- Culture
- 10 Oct 05
Jason Biggs will, to his chagrin, go down in history as the guy who stuck his dick in an American Pie. But of late he’s expanded his range to include a darker strain of comedy.
There’s just no getting around it. Were Jason Biggs to pioneer cold fusion, cure cancer and then, after breakfast, write a Pynchonesque novel, he would still forever be associated with American Pie’s central visual metaphor. That someday his tombstone may read ‘He stuck his dick in pies. For all of us.’ doesn’t really bother him, though inevitably the 27 year-old still gets yelled at in the street.
“I wish once they’d say something really witty,” he tells me. “And I really don’t mind it. But it’s always just ‘Hey Pie Guy!’ or ‘Hey American Pie’. Once I had this girl come up and say ‘I wanna be your pie’ but I wasn’t prepared for it and ended up cowering away into the nearest corner. Too much, too soon.”
Despite the notoriety, the actor has since demonstrated keen comic instincts beyond the world of pastries, working with Jack Black on Saving Silverman and for Woody Allen on Anything Else.
“Woody’s very cool”, gushes Jason. “It’s not like working for anyone else. He wants you to do your own thing. But he was still intimidating by default. He walks on set and you’re like ‘Oh my God! It’s Woody Allen!’”
Most recently, Mr. Biggs has been freezing his ass off in two chilly productions – the husky-bonding kids' flick Antarctica and the rather more interesting Guy X.
“Yeah, well, it’s like this”, he explains. “I had to walk around with a warm sausage between my legs for American Pie, so I figured aiming for frostbite was like some kind of karma thing. And it worked because even though I didn’t lose any toes, I did get bitten by puffins. Those fuckers.”
In Guy X, a dark, 70s-set Helleresque comedy, Jason finds himself stranded on the Qangattarsa US military base, above the Arctic Circle. There he stumbles on secret medical unit which houses mortally wounded soldiers from Vietnam in order to keep the official figures for fatalities down.
“I’m far more used to broad comedy,” says Jason. “I like being a clown and I like going for the joke. But here I couldn’t do that. It’s a black comedy, so I had to be disciplined. I had to keep the performance subtle. It was such a brilliant funny script. I hope I did it justice.”
Having toned down his banana-peel comedy, is he now keen to move in more serious thespian circles?

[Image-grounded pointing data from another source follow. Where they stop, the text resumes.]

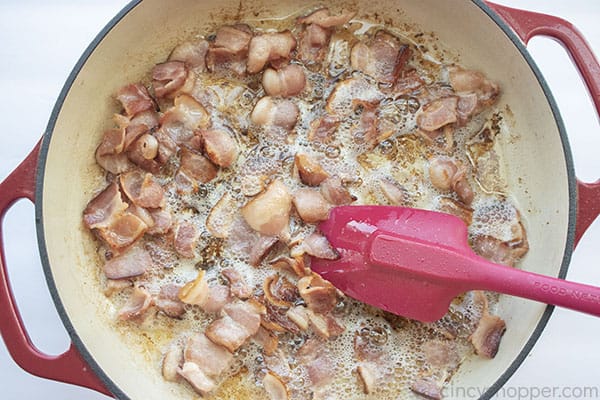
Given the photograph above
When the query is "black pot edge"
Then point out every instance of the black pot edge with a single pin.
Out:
(87, 356)
(572, 185)
(85, 353)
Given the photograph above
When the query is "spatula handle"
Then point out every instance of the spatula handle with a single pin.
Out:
(558, 292)
(460, 270)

“You know, I like to stretch, but not as far as Shakespeare or anything. I’m a pretty goofy guy and I don’t think it’d be my place. I never made it to a single class in college.”
Ironically, despite his shocking attendance record, college ambitions kick-started Jason’s entire career. At the age of five, his mother realised that her clownish son might be happy in front of a camera and started taking him to auditions with a view to putting money aside for his university years. He was an immediate hit, landing parts in sitcoms within the year while also finding time to carve out a youthful career on the Broadway boards.

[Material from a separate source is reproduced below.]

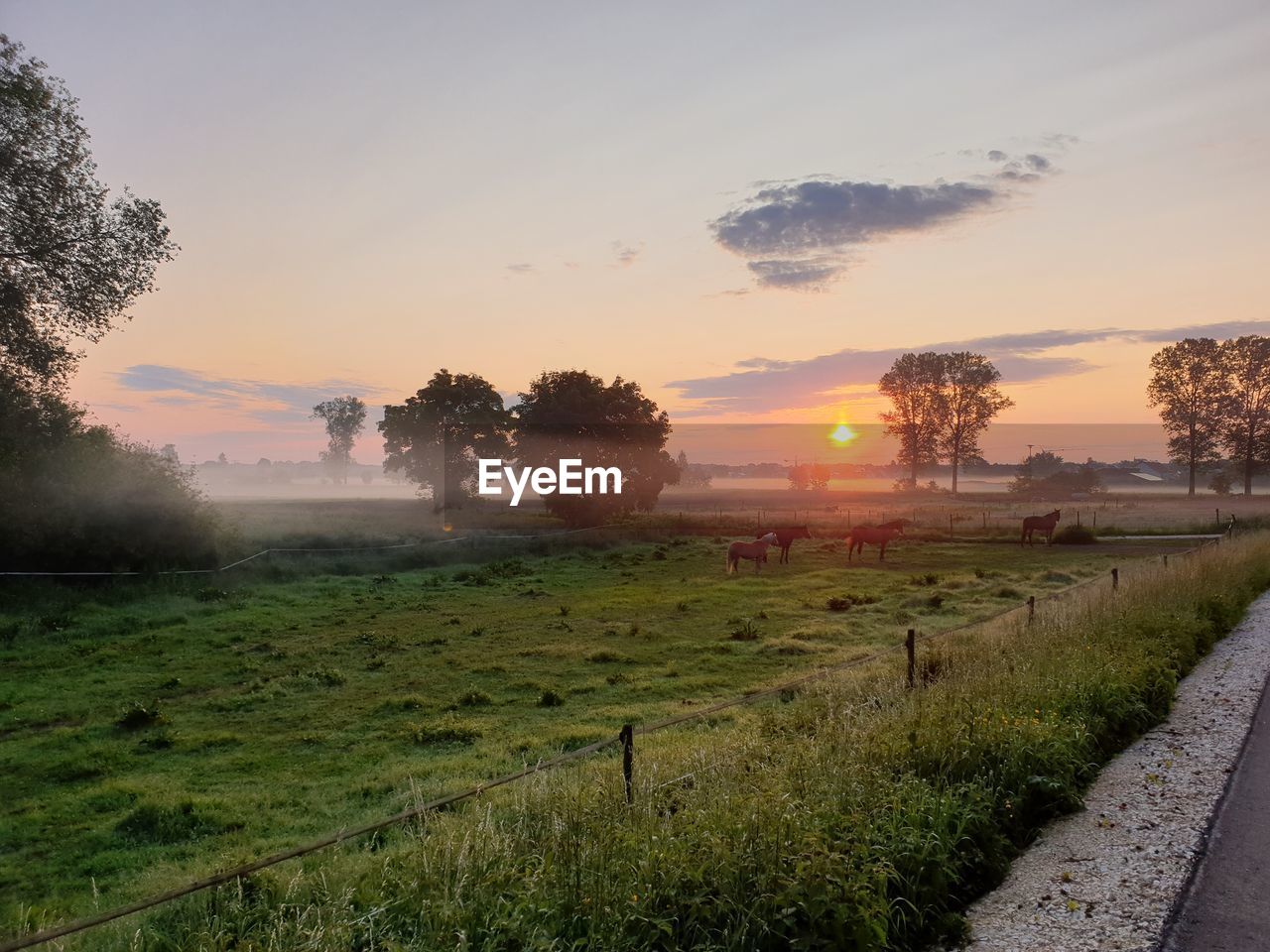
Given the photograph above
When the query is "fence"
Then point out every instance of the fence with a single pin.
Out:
(625, 739)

School quickly became a secondary concern once the acting bug bit hard. Since then, he’s been working and falling over on a regular basis in movies such as Loser, Prozac Nation and Jersey Girl. Like most young professionals his age, he’s alarmingly together and industrious, with little time for the blandishments of Hollywood.

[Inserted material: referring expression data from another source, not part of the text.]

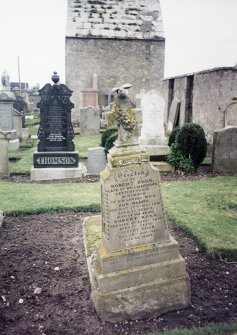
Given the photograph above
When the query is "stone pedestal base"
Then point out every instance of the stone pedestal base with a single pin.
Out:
(163, 166)
(38, 174)
(14, 145)
(144, 281)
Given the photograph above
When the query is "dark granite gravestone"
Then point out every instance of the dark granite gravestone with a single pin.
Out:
(55, 147)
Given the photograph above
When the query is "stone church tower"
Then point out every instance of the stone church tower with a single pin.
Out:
(119, 41)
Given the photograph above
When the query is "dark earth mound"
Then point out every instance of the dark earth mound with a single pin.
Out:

“Just after Pie, the invites to premieres started rolling in,” he sighs. “And for the first few months I was like, ‘Woo-hoo! Free movie!’ The novelty wore off pretty quick though. Soon it was like ‘I’m not wearing a tux again’. I’m happy just hanging out and doing dangerous things with motorbikes. Well, I also like doing dangerous things with large numbers of chickens and hookers occasionally, but I am a guy.”